Сделав остановку, Иосиф обошел вокруг цистерны и увидел близ нее на песке черепашьи следы. Вдруг послышался шум мотора, и он оглянулся, чтобы лучше видеть, как над потонувшей в мареве дорогой скользит самолет. Недаром то и дело ему попадались дорожные знаки с надписями Low Flying Aircrafts. Удивленный, что он не один на сто верст вокруг, Иосиф поспешил застегнуть ширинку и зашагал к машине, показывая пилоту большой палец. Пилот качнул крыльями, и самолет заскользил к очередному хребту холмов — застывшему складками эху столкновения тектонических плит, породивших Сьерру. Эти хребты были единственным, что могло прервать безграничную линию горизонта, и он мчал от одной складки к другой, чтобы там, наконец, полететь в гору, заложить вираж, другой, третий, перевалить через хребет и, теперь спускаясь, снова поразиться простиравшемуся блюду пустыни.


* * *

В 16:45 — 29 июля 1951 года он остановился на обочине и взглянул на карту, чтобы соразмерить свое местоположение у Bison Creek, который только что миновал, с Chinook Cliff.

До кладбища, над которым время от времени гуляли волны атомных взрывов, оказалось рукой подать, но по такой жаре в ночи и миля — край света.
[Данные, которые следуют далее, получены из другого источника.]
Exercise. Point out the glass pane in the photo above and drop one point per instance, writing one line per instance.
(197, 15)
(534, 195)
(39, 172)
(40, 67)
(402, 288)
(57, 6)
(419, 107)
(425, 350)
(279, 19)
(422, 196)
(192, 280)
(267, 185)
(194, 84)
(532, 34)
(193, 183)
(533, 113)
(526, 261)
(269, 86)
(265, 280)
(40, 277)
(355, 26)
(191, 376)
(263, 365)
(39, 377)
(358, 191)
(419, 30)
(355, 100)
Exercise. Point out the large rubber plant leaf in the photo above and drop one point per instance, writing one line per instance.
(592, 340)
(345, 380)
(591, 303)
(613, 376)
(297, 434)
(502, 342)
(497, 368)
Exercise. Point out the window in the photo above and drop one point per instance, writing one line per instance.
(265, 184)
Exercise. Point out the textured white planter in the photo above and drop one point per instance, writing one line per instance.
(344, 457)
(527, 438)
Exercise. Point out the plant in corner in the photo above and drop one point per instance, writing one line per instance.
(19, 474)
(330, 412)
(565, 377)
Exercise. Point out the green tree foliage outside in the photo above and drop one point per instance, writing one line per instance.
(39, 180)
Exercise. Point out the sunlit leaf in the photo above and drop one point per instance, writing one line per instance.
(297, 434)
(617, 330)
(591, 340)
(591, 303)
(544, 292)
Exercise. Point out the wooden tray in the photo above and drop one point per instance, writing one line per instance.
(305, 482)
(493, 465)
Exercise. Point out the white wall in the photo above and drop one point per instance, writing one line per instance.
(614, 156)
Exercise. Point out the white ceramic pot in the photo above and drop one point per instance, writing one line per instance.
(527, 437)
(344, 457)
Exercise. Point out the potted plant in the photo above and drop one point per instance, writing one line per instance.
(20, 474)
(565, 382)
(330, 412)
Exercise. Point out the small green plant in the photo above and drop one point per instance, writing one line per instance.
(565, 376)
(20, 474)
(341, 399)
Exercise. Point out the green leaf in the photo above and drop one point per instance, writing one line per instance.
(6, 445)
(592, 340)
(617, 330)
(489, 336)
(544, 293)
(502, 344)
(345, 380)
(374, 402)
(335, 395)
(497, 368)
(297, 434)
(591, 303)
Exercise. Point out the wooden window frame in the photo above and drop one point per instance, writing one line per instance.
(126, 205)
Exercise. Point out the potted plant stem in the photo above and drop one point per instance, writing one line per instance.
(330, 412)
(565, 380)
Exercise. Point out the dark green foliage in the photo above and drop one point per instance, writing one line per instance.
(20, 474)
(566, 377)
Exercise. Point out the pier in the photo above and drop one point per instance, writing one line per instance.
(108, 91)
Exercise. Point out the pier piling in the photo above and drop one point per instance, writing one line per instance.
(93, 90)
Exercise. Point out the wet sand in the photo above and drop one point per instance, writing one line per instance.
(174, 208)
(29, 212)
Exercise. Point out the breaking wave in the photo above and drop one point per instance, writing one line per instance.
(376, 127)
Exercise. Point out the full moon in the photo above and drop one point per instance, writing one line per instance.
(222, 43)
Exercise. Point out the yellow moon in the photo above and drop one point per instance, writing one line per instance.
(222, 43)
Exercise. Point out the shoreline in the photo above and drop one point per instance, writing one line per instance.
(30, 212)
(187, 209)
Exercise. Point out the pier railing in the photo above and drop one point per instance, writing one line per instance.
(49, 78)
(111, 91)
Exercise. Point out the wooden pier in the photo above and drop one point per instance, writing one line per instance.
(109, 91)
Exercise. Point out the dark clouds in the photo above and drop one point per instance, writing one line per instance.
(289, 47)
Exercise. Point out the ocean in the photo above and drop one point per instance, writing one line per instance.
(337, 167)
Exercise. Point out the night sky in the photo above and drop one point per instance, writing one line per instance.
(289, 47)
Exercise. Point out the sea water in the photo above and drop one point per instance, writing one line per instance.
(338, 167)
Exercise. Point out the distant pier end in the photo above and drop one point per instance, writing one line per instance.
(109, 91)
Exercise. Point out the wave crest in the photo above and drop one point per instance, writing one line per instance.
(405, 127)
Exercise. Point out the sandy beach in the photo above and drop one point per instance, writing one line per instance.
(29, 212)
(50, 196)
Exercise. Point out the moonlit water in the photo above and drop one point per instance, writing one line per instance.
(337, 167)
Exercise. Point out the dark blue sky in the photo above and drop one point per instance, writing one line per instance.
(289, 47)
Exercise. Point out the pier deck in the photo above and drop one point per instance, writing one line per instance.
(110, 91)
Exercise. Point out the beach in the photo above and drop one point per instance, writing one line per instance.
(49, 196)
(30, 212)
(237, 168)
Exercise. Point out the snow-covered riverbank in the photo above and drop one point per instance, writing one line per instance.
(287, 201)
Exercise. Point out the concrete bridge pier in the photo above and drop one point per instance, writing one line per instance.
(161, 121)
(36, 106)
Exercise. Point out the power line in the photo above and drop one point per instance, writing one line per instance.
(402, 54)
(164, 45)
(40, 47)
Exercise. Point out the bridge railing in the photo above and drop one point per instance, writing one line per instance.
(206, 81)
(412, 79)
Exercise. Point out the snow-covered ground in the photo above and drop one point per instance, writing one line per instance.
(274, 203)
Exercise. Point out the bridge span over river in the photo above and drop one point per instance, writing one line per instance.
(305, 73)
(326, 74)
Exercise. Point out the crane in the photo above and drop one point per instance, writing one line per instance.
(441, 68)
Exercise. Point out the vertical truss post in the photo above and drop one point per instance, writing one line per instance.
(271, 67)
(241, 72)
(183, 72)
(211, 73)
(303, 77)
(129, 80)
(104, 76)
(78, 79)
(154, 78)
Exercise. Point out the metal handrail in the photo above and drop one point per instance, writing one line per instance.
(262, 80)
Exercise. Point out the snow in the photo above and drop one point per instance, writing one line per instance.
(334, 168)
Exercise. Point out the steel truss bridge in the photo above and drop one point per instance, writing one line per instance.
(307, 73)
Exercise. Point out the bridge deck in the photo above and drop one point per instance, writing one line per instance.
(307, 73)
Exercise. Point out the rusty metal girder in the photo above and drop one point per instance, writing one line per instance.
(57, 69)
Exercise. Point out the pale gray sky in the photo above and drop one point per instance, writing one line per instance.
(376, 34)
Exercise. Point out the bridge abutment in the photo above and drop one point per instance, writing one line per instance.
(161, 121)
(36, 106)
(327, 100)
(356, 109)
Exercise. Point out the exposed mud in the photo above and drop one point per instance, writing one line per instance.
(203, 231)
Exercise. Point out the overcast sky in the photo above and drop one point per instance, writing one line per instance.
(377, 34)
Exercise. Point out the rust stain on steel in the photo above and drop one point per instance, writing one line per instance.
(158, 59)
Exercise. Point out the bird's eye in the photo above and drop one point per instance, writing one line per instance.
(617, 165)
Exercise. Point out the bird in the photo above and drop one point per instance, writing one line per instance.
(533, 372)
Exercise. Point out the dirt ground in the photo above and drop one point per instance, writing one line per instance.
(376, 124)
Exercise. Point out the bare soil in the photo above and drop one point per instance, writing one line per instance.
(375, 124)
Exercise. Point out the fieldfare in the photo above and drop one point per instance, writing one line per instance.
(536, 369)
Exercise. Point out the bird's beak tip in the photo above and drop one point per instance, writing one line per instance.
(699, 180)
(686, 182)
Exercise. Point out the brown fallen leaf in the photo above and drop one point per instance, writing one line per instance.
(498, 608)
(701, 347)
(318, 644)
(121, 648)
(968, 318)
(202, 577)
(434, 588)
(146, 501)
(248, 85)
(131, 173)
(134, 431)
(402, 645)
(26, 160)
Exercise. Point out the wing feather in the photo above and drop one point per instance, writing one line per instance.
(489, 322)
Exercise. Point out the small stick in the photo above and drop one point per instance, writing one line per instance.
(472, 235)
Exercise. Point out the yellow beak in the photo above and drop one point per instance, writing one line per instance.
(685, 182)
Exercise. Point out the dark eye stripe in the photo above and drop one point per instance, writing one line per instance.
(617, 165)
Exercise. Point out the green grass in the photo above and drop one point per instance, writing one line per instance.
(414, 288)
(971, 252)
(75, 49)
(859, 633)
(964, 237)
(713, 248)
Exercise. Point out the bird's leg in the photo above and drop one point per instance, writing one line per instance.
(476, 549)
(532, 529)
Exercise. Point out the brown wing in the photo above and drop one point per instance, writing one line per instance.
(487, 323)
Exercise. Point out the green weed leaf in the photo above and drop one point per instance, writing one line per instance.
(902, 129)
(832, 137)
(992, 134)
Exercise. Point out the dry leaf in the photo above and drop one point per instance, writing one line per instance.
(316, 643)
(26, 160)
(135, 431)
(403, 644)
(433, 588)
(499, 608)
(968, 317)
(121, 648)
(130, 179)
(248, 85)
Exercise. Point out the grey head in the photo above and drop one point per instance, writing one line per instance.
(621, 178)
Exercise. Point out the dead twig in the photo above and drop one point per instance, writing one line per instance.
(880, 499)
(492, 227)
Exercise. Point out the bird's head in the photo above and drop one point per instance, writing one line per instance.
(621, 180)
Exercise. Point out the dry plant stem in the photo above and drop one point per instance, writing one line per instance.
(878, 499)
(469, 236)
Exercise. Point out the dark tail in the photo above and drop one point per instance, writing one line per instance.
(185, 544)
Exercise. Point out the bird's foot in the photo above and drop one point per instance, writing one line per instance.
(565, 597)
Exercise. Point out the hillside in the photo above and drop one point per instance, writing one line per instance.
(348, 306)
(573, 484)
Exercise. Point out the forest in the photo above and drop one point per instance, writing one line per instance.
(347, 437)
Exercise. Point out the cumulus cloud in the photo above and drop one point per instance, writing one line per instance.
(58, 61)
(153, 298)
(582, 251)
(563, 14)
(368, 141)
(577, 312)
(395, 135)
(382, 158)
Погост напоминал небольшой город, в котором могли бы жить лилипуты, — множество приукрашенных усыпальниц, утопленных в землю, больше похожих на небольшие модели знаменитых соборов, чем на надгробия.

По вымышленному адресу 623 Stevenson Road стоял полуобрушенный дом. Иосиф поднялся на крыльцо и постучал в дверь. Ему открыла женщина, которой не нужно было объяснять, зачем он здесь. Она кивнула с грустной улыбкой и сказала: «Мы ждали вас», — однако осталась стоять в нерешительности. Потом произнесла: «Я хочу пригласить вас в дом». Он шагнул в переднюю. Мэйдлен пригласила его за стол в гостиной, где под присмотром двух безлицых молодых женщин играла стайка детишек. Она подала ему стакан со льдом, который прежде залила водой из кувшина. Лед еще потрескивал. Он взял стакан и впился в край губами. Он снова был со своими призраками. Луна была свидетелем.


* * *

Две-три жизни назад Иосиф женился и перебрался в Ленкорань. Там родилась его единственная дочь, моя бабушка Лида. Иосиф собирал и чинил часы англичанам и талышским богачам. Но главное — охотился на заливе. Так он бежал от нелюбви жены Генриетты.

В Баку остался отчий дом — в Ленкорани он открыл часовую и ювелирную мастерскую, потому что на границе хватало англичан, имперским своим величием обратившихся к Персии. В каспийских субтропиках Иосиф несколько лет чувствовал себя почти как при Вестминстерском аббатстве, если бы не осетровые балыки, вывешенные на крыльце, обернутые марлей от мух, если бы не субтропический реликтовый лес, состоящий из дикой хурмы и железного дерева, увитого лианами, пронизанного ручьями и белесыми потеками горячих серных источников.


* * *

Каспийский фламинго питается мелкой креветкой и соляной мухой — единственной живностью на кипяченом мелководье. Россыпь рачка копошится под лупой хрусталика в янтарной массе песчинок, ресничек, словно бы сплавленных мельтешением рачков в мутное стекло. Стелются поземкой тучи мушек, птицы их заводняют, цедят, снимают, как скребком, близоруко склоняясь и припадая набок клювом. Чавканье, и стук, и гоготание они издают вблизи.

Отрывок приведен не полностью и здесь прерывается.